Pre-tax profits at one of the Dublin hotels owned by US billionaire John Malone last year rose 76% to €2.3m.
New accounts lodged by Charlemont Leisure Ltd, which operates the Hilton Hotel on the Grand Canal, show that the hotel enjoyed the profit jump after its gross profit increased by 44% from €7.129m to €10.27m last year.
The 2015 performance is even more impressive as the previous period covered 13 and a half months from November 13 in 2013 to the end of December 2014.
Along with the Hilton, Mr Malone also owns the five- star Intercontinental hotel in Ballsbridge and the five-star Westin hotel, College Green.
His Liberty Global international media firm owns TV3 and Virgin Media here and is awaiting regulatory approval for its purchase of UTV Ireland. He also recently added the Spencer, Morgan, and Beacon hotels to his growing portfolio.
Taking advantage of soaring room rates and room demand in the Dublin area, Mr Malone’s firm has filed a planning application to add a seven-storey, 97-bedroom extension to the Hilton Hotel to An Bord Pleanála.
In July, Dublin City Council gave Mr Malone’s Charlemont Leisure the go-ahead for the plan.
That will mean the Hilton Dublin City Hotel will have 305 bedrooms if the extension project gets final approval from all the planning authorities.
Mr Malone is reputed to be the largest landowner in the US. He purchased the Hilton Hotel for around €30m in 2014.
However, appeals have been lodged to An Bord Pleanála by Harcourt Green Management Ltd and Alvin Price. A decision is expected by the appeals board at the end of this month.
Underlining the demand for hotel rooms, a recent report from the Irish Tourist Industry Confederation showed there was a requirement for 30 additional hotels, providing 5,000 more rooms, in the capital by 2021.
According to a report attached to the Hilton accounts, the directors state that the hotel has traded well in the financial year and that the directors “are confident in the hotel’s prospects”.

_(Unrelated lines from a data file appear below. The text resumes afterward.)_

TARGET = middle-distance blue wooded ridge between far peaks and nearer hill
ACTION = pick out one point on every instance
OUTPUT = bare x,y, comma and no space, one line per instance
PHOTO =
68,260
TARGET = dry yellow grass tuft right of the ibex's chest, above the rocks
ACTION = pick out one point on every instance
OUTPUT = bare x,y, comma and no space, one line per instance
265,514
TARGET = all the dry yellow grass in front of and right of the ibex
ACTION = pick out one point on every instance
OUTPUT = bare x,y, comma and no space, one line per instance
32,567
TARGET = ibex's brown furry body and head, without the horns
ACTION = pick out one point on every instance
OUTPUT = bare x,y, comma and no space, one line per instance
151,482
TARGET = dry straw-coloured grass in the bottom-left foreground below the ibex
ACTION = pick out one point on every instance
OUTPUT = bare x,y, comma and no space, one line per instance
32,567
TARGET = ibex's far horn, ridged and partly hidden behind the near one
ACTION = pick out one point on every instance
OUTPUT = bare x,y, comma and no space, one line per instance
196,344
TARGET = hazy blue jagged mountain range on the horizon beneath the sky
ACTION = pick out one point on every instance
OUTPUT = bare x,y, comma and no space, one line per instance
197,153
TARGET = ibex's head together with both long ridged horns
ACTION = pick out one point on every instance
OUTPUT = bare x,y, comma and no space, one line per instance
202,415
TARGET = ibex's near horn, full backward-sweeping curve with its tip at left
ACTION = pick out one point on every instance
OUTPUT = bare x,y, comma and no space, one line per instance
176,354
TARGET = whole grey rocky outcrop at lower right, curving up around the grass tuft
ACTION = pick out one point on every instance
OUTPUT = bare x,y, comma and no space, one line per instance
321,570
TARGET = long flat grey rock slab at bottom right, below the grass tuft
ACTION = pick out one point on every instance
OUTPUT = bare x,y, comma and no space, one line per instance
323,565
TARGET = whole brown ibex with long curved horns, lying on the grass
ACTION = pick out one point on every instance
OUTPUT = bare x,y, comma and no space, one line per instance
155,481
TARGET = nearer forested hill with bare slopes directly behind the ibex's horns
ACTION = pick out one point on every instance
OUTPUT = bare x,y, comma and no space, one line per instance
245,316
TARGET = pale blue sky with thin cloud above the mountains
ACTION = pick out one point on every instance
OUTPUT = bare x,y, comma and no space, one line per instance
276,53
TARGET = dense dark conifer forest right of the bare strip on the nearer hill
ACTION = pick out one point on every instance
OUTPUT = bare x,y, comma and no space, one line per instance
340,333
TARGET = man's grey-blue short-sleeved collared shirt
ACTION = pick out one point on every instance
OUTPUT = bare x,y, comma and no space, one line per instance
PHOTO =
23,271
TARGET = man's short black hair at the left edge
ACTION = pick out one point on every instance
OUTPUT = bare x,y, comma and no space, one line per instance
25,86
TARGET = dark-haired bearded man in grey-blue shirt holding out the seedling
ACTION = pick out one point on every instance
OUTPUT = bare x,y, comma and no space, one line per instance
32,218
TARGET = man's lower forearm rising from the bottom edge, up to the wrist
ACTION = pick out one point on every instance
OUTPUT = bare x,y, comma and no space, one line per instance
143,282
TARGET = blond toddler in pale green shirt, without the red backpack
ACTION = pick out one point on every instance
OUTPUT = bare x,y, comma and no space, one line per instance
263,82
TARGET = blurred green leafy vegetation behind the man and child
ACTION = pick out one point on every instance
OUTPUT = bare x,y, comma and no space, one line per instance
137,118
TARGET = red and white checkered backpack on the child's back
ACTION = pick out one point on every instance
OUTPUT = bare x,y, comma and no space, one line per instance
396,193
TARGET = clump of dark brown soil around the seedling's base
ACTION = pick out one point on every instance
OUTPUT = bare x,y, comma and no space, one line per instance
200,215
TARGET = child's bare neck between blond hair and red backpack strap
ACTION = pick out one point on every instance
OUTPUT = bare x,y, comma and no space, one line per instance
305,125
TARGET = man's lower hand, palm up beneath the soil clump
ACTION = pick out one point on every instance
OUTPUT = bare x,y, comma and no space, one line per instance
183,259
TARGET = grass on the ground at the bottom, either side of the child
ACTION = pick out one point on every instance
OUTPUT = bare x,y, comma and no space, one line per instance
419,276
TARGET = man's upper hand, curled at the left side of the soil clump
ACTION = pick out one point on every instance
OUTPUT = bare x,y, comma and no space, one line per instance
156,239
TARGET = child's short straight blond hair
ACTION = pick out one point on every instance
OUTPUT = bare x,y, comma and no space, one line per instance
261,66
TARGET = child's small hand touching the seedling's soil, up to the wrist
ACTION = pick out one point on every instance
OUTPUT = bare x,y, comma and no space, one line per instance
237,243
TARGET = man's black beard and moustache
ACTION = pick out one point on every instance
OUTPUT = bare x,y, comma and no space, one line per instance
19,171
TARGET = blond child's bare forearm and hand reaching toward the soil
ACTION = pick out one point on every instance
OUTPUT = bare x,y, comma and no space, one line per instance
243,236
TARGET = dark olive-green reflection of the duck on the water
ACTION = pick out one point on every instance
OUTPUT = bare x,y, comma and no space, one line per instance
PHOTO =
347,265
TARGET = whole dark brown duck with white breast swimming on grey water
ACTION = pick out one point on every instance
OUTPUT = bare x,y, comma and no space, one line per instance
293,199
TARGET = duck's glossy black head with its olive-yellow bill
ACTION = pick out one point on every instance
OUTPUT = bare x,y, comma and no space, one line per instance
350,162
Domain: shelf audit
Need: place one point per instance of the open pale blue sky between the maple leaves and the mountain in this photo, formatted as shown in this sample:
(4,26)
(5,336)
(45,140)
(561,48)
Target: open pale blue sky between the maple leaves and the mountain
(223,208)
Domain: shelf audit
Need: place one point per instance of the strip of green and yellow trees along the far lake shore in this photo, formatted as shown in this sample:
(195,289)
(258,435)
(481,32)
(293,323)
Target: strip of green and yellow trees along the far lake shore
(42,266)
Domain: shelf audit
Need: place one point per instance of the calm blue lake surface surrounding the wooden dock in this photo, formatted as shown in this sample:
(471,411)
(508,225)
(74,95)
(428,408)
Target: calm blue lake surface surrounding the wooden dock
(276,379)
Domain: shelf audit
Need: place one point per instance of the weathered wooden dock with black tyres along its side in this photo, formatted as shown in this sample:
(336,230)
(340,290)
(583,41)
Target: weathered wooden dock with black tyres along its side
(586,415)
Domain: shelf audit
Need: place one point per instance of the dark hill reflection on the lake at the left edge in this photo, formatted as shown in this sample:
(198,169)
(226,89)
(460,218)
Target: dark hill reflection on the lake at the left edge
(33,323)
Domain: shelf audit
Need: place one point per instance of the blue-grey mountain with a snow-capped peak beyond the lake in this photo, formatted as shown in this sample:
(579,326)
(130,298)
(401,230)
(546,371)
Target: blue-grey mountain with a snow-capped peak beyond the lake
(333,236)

Numbers employed by the company last year decreased from 96 to 92. Staff costs, meantime, rose sharply from €2m to €2.76m.
The profit takes account of non-cash depreciation costs of €808,503. The firm’s corporation tax bill totalled €492,512, including a €372,508 payment of tax in 2015 and an underprovision of €120,004 in the previous year.
Profits after tax came out at €1.83m. Including €3m in accumulated profits, shareholder funds at the hotel firm last year topped €21.45m. The firm’s cash during the year increased from €2.97m to €3.4m.